Don Fehr’s Letter to the Players’

Found this courtesy of Pierre Lebrun from ESPN, this is the actual letter that Don Fehr sent to the PA after their counter-offers were summarily rejected by the Owners on Thursday. Please do read it hear [ESPN]. The numbers are truly staggering.

Essentially, the worst case scenario plan, as outlined in the Players’ proposals will see the Owners save just under $800 million over the next 5 seasons. That’s $26.5 million per team over that stretch of time. Even in the early years of the plan where the savings are less dramatic you’re talking about an extra $2 million per team per season in savings, what should be more than enough to pay arena employees and relieve some of the pressure that small market teams have been feeling. If the league were to continue to grow at its current historical rate of 7.2% you’re looking at well over a BILLION DOLLARS in savings for the Owners over a 5-year period, that’s an extra $10 million per team ($36.6 million per team in savings), and another $2 million per year. And just think, all but like the ten worst attended teams in the league made money this past season.

The second plan, which calls for even faster salary reductions, would save the Owners even more money, a minimum of $854 million over the same stretch of time. If the league were to continue to grow at 7.2% it would actually cost the league a little bit more money because the reductions were so steep, only netting $1.06 billion. I admit that I’m still clueless as to how the third plan actually works, but I think it was merely a radical departure from the previous versions.

Now I personally am not afraid to throw support to the Players, and there’s one really important reason why: they’re the ones I care about. And that’s really hard to say because no matter where Sid and/or Geno finish in the record books, they’ll probably never be more important to the Pens than Mario Lemieux, and they shouldn’t be. He is the Penguins and the Penguins are him. His hockey ability and mere presence brought the team out of bankruptcy in the mid-80s, he won the Cups in the early 90s, and he bought the team in 99 and by 04 had rescued it from bankruptcy yet again. He delivered the Cup in ’09 and secured the franchise’s long-term future in Pittsburgh with the new arena deal. There’s literally nothing that has happened with the Penguins that Mario hasn’t been part of. But I don’t write this blog about him, I write it about the guys on the team now.

And you may be tempted to say “well I’m not picking sides in this because it’s millionaires arguing with billionaires,” but then again who made the player’s into millionaires? Was it their great inventive talent, or was it us fans who have been turning out in record numbers all across the US and Canada in order to watch these guys play? We the fans who have been buying as many jerseys as the league can turn out in a year? We the fans who gripe about ticket and concession prices yet have sold out Lady Mellon and CEC for 5 straight seasons? And that’s why I care about the guys in the sweaters more than the ones in the suits.

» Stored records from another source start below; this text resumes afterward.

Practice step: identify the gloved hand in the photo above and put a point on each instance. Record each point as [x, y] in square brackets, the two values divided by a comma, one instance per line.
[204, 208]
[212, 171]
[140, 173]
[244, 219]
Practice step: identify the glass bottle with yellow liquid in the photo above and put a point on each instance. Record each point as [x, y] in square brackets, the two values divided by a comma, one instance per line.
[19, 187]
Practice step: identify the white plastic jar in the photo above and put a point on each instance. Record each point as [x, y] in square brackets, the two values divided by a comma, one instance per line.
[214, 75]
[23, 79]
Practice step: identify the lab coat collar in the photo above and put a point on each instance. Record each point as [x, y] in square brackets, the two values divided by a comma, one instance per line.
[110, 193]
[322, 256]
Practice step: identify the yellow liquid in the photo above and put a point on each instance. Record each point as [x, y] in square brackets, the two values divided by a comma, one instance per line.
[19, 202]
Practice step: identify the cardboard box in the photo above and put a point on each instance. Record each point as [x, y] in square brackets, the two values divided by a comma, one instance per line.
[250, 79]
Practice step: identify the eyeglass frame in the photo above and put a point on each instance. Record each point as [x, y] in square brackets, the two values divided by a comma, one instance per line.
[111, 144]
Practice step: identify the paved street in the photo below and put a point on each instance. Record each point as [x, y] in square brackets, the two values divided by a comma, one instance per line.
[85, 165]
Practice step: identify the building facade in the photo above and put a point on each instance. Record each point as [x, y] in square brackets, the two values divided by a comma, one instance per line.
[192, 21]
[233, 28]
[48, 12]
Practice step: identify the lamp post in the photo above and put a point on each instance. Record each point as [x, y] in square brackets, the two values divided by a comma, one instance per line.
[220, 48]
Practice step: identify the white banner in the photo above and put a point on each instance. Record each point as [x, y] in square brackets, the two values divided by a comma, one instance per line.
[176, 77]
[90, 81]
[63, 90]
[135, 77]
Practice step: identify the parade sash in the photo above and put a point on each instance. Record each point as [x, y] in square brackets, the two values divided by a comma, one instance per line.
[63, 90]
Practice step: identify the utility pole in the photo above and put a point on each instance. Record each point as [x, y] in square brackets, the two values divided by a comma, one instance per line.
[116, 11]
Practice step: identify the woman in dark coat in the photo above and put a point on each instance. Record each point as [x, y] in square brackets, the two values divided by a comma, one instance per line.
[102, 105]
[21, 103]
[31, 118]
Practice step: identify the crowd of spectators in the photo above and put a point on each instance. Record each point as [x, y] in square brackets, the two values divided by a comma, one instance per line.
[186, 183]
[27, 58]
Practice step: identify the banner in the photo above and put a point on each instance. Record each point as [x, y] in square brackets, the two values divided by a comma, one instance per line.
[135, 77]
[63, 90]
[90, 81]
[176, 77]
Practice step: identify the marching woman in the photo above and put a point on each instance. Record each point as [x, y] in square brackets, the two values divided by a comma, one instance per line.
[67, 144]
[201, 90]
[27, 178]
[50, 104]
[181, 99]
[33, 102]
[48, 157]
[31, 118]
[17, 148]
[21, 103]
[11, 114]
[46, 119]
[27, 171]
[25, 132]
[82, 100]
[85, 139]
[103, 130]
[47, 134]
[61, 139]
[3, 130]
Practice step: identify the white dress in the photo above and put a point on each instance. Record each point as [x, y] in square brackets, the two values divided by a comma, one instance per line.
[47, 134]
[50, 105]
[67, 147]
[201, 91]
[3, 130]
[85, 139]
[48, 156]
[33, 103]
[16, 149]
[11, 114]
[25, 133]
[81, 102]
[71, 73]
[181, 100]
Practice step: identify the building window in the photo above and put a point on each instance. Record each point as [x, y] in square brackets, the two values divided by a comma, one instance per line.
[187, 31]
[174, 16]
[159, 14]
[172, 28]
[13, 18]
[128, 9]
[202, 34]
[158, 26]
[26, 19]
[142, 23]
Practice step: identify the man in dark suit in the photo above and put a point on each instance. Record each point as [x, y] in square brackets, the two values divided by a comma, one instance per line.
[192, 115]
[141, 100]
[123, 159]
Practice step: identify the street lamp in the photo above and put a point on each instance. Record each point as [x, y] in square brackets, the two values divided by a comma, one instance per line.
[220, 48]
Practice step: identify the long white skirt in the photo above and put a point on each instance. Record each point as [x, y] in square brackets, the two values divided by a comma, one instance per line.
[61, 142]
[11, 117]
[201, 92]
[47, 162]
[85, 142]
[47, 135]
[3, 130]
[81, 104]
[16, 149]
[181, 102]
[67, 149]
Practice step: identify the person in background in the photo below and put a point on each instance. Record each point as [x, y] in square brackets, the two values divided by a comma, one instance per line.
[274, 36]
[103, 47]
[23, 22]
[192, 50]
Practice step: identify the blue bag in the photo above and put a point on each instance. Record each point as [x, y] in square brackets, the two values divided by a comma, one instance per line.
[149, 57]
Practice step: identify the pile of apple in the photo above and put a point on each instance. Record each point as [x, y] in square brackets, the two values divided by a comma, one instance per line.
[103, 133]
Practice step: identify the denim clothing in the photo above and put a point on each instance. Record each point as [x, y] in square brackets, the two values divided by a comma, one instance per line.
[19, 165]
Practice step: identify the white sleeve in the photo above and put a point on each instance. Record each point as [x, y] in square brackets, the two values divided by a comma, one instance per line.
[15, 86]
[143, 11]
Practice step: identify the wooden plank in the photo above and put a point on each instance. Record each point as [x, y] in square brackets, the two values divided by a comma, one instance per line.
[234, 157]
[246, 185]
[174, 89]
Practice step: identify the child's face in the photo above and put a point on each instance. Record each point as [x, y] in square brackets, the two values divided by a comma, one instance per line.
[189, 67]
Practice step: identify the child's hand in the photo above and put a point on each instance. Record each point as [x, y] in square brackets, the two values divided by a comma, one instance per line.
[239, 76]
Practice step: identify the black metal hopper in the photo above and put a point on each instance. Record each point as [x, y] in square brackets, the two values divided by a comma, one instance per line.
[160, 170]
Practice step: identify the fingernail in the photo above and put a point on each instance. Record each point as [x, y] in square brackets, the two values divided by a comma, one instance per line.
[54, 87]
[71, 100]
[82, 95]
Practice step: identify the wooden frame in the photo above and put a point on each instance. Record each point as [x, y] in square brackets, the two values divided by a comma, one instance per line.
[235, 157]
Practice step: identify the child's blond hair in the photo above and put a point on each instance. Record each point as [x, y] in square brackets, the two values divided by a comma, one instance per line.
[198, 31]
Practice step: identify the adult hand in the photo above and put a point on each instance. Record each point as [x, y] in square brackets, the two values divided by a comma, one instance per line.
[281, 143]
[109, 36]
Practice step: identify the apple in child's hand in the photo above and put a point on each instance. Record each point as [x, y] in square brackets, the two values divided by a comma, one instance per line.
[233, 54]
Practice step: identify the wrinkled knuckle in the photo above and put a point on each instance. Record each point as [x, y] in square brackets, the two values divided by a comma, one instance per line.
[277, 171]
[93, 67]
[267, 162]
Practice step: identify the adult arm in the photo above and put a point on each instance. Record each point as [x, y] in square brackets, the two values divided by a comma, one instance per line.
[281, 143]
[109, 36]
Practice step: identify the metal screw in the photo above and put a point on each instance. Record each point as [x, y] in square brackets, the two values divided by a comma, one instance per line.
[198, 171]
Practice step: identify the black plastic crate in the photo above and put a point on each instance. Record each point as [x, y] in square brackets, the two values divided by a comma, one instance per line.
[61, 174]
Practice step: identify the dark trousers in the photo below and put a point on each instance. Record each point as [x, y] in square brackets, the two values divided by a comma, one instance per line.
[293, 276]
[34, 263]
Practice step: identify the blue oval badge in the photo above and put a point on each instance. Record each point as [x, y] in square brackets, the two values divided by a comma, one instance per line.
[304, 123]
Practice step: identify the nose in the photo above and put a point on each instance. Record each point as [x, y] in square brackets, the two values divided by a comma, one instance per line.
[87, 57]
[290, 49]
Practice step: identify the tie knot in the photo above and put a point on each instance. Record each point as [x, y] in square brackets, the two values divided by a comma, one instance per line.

And from there you may say, “well it’s about the game, not the players,” but then why is it that when you look at the AHL or the CHL or any other kind of hockey, you always see scores of empty seats, despite smaller arenas and reasonable ticket prices? Why is it that the KHL or the Swedish Elite League or any other league in Europe is unable to pay the contracts that we see in the NHL? There is something unique about the NHL. And it is for that exact reason that unlike in other job markets the players in the NHL do have a say in negotiating their own collective bargaining agreement. They provide unique and irreplaceable skills that make the NHL’s product one of a kind.

So maybe it is true that you and I can’t walk in and talk to our bosses and make demands like the Players have been, but then again, you and I aren’t unique. We’re just cogs of the machine that can easily be replaced. The same can’t be said about the guys in the NHL, so when they come forward with greatly innovative and possibly even more effective strategies than what the Owners themselves seem capable of reasoning, they deserve to be heard.

I’m not about to go out and calculate the difference between the NHL’s proposed 50-50 split and the PA’s plan, but when you talk about the hypocrisy of rich get richer, there will be no shortage of that in the NHL, whatever CBA decision they should reach.